With this appeal, McConnell embraced a second approach to the Civil War that emerged alongside the Lost Cause in the late nineteenth century. As white Americans—north and south—sought to bury the sectional hatchet at veterans’ reunions and Memorial Day ceremonies, they began ignoring divisive debates over the causes and outcomes of the war as well as the critical role that African American soldiers played in the conflict. Instead, these reconciliationists focused narrowly on the battlefield exploits of the two armies, emphasizing the bravery and sacrifice of the white combatants, whether Union or Confederate.

To his credit, McConnell has shed some of the negative trappings of the reconciliationist vision of Civil War memory. At the July 2013 sesquicentennial of the assault at Battery Wagner, for instance, McConnell paid tribute to not only the Confederate soldiers protecting Charleston but also the black Union soldiers in the 54th Massachusetts Infantry who tried, yet failed, to take the well-defended fort. He even acknowledged that some Confederate soldiers had gone to war to defend “the institution of slavery,” while others pretended they “didn’t see the inconsistency in freedom in slavery.”

Nevertheless, in this speech—and most of his others—McConnell rarely lifted his gaze up from the experiences of men in the trenches to consider the broader social, economic, and political context of the war. What’s more, like his Lost Cause forbearers, McConnell displayed a keen eye for the moral failings of the North but near blindness to Confederate shortcomings. Thus, he offered a fair critique of the bigotry that white Union soldiers exhibited toward their black counterparts in the 54th, but ignored the Confederate attempt to disgrace the memory of white colonel Robert Gould Shaw—who died leading the charge on Battery Wagner—by burying him in a mass grave with his black soldiers.

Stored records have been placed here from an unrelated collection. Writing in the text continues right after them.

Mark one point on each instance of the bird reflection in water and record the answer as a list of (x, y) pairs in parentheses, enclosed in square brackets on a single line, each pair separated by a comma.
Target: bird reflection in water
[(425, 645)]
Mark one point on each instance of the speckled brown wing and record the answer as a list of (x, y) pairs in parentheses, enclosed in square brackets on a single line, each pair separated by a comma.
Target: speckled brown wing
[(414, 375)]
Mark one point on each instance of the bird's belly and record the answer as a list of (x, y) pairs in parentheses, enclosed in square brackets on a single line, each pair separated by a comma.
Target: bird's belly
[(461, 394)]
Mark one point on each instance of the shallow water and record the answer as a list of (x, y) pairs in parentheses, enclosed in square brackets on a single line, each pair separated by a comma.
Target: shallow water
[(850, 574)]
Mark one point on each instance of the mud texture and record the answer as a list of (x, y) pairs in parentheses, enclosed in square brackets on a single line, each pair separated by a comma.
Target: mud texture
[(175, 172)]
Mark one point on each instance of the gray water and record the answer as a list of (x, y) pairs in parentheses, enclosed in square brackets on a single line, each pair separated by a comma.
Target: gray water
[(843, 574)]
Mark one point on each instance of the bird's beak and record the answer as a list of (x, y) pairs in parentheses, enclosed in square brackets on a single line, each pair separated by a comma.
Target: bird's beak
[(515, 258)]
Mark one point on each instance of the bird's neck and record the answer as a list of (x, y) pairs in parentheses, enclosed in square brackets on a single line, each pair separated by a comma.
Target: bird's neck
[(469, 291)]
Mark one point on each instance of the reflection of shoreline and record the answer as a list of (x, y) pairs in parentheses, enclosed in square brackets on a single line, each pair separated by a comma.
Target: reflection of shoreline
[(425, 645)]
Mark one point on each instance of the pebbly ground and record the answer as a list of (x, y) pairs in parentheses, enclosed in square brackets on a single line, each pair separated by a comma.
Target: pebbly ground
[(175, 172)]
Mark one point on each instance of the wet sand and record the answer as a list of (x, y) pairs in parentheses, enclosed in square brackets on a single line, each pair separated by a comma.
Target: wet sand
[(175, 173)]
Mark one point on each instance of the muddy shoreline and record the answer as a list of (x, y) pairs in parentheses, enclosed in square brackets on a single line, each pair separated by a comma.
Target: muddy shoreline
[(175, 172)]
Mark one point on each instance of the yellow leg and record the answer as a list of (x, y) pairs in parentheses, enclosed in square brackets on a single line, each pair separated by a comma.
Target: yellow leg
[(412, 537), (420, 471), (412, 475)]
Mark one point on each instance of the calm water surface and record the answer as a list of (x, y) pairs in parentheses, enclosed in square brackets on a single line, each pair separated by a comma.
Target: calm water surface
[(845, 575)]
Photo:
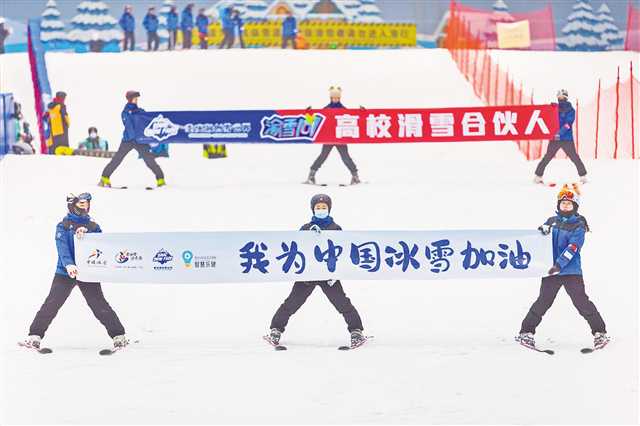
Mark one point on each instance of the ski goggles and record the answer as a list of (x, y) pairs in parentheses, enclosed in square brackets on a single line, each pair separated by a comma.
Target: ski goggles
[(85, 196), (567, 195)]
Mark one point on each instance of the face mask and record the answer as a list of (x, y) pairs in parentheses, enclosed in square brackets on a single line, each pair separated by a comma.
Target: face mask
[(321, 214)]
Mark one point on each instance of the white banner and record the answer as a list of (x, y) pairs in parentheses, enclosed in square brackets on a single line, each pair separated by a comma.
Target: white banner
[(228, 257)]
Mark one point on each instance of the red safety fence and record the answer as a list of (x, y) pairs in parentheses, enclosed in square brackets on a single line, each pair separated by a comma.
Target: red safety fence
[(632, 40), (477, 28), (606, 127)]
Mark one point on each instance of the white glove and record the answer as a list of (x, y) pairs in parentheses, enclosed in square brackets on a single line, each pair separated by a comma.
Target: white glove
[(72, 271), (544, 229), (80, 232), (315, 228)]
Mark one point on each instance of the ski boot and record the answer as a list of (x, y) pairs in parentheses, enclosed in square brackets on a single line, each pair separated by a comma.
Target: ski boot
[(32, 341), (105, 182), (311, 180), (526, 339), (120, 342), (357, 338), (600, 340), (274, 336)]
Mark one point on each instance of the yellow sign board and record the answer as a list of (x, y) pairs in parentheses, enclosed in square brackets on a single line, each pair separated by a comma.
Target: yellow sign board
[(321, 34), (514, 35)]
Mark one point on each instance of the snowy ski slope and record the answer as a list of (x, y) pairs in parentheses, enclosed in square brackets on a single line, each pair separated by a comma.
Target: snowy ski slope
[(443, 350)]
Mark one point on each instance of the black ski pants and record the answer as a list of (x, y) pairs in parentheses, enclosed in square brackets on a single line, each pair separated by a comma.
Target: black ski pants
[(129, 40), (186, 39), (142, 149), (303, 289), (574, 286), (569, 148), (343, 150), (61, 288)]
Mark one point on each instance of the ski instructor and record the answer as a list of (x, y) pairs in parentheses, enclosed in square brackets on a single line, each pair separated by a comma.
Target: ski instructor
[(335, 94), (129, 142), (76, 223)]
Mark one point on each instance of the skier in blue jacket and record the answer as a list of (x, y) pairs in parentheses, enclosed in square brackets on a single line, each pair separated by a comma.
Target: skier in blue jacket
[(202, 23), (129, 142), (128, 24), (76, 223), (568, 230), (335, 96), (186, 25), (228, 28), (321, 220), (151, 24), (172, 27), (563, 139), (289, 31)]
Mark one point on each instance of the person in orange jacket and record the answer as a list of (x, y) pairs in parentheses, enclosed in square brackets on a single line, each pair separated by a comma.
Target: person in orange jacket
[(59, 122)]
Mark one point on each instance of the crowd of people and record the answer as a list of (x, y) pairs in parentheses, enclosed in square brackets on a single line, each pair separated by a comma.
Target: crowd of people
[(185, 23)]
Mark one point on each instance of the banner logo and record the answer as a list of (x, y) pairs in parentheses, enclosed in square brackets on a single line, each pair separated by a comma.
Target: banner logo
[(187, 257), (161, 128), (290, 127)]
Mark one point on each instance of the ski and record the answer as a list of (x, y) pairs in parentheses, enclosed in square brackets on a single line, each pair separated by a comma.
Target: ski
[(350, 348), (43, 351), (533, 348), (275, 347)]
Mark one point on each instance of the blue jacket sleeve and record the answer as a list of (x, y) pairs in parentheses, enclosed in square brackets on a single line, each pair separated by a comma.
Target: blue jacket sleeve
[(64, 251), (576, 241)]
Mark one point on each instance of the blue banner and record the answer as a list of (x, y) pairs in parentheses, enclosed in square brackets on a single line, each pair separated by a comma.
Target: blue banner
[(258, 126)]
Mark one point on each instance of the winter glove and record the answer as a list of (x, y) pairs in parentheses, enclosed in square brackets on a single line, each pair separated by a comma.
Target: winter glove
[(544, 229), (72, 271), (554, 269)]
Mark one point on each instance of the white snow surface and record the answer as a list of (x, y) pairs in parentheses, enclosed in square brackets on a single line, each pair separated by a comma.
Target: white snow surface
[(578, 72), (443, 350)]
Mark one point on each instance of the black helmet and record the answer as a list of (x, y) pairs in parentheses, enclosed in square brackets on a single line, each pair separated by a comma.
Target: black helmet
[(72, 200), (320, 198)]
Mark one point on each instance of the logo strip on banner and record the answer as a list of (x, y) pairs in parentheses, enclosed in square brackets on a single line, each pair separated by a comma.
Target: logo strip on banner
[(342, 126), (227, 257)]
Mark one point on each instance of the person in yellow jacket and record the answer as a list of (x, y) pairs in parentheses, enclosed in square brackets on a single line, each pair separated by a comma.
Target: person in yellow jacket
[(58, 123)]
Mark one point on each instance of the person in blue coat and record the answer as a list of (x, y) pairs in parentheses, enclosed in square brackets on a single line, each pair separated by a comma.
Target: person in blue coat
[(335, 96), (129, 143), (227, 28), (172, 27), (289, 31), (238, 27), (186, 25), (151, 23), (202, 23), (128, 25), (568, 230), (76, 224), (563, 139), (321, 220)]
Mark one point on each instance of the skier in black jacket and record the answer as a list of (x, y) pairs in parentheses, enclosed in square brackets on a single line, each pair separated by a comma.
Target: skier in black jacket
[(321, 207), (335, 94)]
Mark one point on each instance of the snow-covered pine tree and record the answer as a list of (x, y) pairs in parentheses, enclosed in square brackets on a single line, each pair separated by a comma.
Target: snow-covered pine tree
[(609, 31), (52, 31), (94, 24), (582, 31)]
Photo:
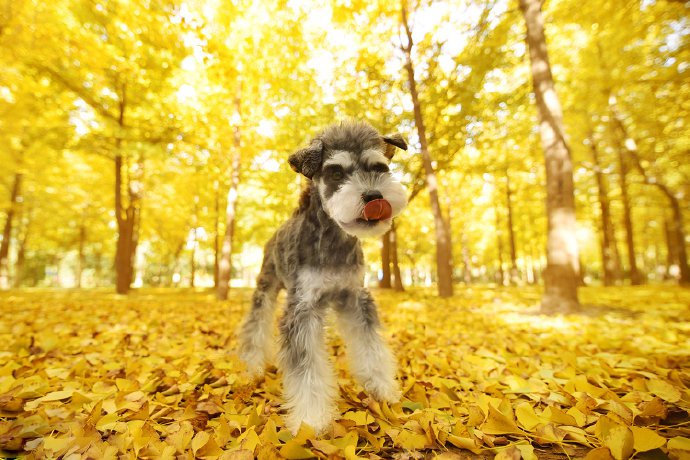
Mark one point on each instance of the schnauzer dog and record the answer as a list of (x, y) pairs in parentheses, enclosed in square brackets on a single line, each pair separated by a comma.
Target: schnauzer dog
[(316, 256)]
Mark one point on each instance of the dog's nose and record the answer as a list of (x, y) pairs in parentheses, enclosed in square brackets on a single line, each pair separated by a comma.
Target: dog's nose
[(371, 195)]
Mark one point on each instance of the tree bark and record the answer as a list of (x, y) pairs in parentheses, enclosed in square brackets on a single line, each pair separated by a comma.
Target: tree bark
[(514, 274), (561, 275), (385, 281), (225, 263), (500, 274), (635, 275), (397, 277), (676, 224), (610, 257), (216, 234), (127, 217), (7, 229), (444, 246), (80, 253)]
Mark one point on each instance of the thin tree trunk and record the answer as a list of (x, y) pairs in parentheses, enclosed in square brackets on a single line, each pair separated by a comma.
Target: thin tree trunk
[(126, 216), (397, 277), (514, 274), (80, 254), (466, 259), (216, 234), (192, 257), (671, 249), (385, 281), (21, 251), (610, 258), (500, 279), (225, 263), (444, 246), (561, 276), (7, 230), (635, 275)]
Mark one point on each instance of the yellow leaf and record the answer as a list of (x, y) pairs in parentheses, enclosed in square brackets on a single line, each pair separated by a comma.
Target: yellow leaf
[(293, 450), (498, 423), (509, 453), (411, 440), (324, 446), (56, 444), (107, 422), (664, 390), (646, 439), (361, 418), (679, 443), (557, 416), (618, 438), (464, 443), (200, 440), (600, 453), (526, 416)]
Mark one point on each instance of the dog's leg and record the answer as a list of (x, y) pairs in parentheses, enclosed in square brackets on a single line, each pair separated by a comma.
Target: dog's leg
[(256, 341), (371, 361), (309, 385)]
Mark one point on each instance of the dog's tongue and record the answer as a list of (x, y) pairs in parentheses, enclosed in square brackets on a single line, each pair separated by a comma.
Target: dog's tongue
[(377, 210)]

In the end, McConnell’s record during Charleston’s Civil War sesquicentennial makes it clear that his opposition to the sanitization of the past does not apply to the darker chapters of Confederate history. “The time has come to focus not on the flaws and the failures of the past,” but rather “to celebrate the many contributions the States of the old Confederacy made to the strength and character of the United States,” he told the crowd at Fort Johnson in April 2011.

This partial approach to history may be appropriate for a Confederate enthusiast seeking to venerate his ancestors or a politician trying to win votes. But now that McConnell has been chosen to lead a major public university in a city that has long struggled to own up to its slaveholding past, the time has come for him to take off his Confederate blinders. At the very least, when the fall semester begins the new president of the College of Charleston should head over to Maybank Hall and take a history class or two.